However, there is a way that developers can be a component of the solution to this growing housing crisis: build urban multifamily housing properties using tax incentives to guarantee financing for the project. The federal government issues tax credits each year to state governments, who then award the credits through a competitive process to private developers of affordable multifamily housing. Called Low Income Housing Tax Credits (or LIHTCs), the goal is to give priority to projects that provide affordable housing for longer periods of time.
Many investors seek affordable housing developments in order to receive the tax credits, as their income tax liability is much greater. It’s beneficial for developers because they are now guaranteed financing through these investors and have to put up less equity up front to build the property. The 10- to 20-year credit is toward the property taxes that the property owner must pay annually, and range anywhere from 4 to 9 percent, an attractive investment for lending companies who seek developers applying for LIHTCs.
According to the Low Income Housing Resource Center, LIHTC properties typically experience a relatively quick lease-up and offer strong potential economic returns, primarily due to the existence of the credit. LIHTC properties are often packaged as limited partnerships such that they afford limited liability to their investors.
There are millions of dollars available through LIHTCs in the form of lower cost loans, tax incentives and bonds in order to finance development. As for the available land, periodically municipalities and their agencies such as the City of Dallas and the Dallas Housing Authority offer several sites suited for development of affordable housing.
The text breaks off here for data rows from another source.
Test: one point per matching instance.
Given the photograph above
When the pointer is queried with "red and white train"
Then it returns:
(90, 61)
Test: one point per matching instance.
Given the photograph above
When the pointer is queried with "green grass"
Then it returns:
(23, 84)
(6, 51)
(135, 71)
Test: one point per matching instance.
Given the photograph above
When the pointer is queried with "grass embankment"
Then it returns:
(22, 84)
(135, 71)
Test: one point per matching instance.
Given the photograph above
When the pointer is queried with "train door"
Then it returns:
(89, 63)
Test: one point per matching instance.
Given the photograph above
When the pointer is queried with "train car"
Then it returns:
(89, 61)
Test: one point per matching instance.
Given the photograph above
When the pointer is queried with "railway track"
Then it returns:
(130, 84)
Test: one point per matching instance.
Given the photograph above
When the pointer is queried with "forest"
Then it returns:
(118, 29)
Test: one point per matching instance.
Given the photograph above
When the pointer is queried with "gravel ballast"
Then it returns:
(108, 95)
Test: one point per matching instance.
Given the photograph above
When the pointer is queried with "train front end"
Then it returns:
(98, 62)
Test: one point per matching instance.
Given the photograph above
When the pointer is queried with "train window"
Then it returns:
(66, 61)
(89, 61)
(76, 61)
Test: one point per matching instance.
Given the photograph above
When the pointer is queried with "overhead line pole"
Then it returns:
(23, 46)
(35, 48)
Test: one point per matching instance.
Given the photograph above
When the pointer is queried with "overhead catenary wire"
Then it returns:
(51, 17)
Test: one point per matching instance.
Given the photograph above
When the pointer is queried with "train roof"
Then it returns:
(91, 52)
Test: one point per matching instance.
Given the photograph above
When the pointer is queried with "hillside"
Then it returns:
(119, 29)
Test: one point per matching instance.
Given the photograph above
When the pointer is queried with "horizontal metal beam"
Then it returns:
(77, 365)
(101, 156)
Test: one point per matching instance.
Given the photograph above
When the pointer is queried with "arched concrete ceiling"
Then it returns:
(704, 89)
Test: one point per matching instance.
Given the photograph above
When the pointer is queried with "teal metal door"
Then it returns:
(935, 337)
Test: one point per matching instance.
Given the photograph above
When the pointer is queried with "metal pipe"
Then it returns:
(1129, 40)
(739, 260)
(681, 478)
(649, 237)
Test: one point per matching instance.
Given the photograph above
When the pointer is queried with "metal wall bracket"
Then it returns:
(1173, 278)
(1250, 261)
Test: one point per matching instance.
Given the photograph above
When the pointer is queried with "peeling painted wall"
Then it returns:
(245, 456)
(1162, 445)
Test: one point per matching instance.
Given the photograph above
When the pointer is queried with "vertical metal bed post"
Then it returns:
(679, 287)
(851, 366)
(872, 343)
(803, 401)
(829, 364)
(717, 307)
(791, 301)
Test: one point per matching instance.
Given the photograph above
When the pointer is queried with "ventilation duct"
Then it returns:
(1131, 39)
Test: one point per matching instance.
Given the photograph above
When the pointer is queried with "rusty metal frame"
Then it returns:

Affordable housing is simply rent-restricted housing; it is not Section 8 housing (in which qualifying residents are given vouchers). The rules stipulate that an individual’s rent cannot exceed 65% of their gross income, so each tenant may not pay the exact same amount as the others. At the end of the tax credit period, the properties remain under control of the owner who can now charge a full rental fee for all of the units. Because the tax credits and bonds are privately funded, a property owner can sell at any time during the life of the credit – ensuring continued affordable housing and making a significant return on their initial investment.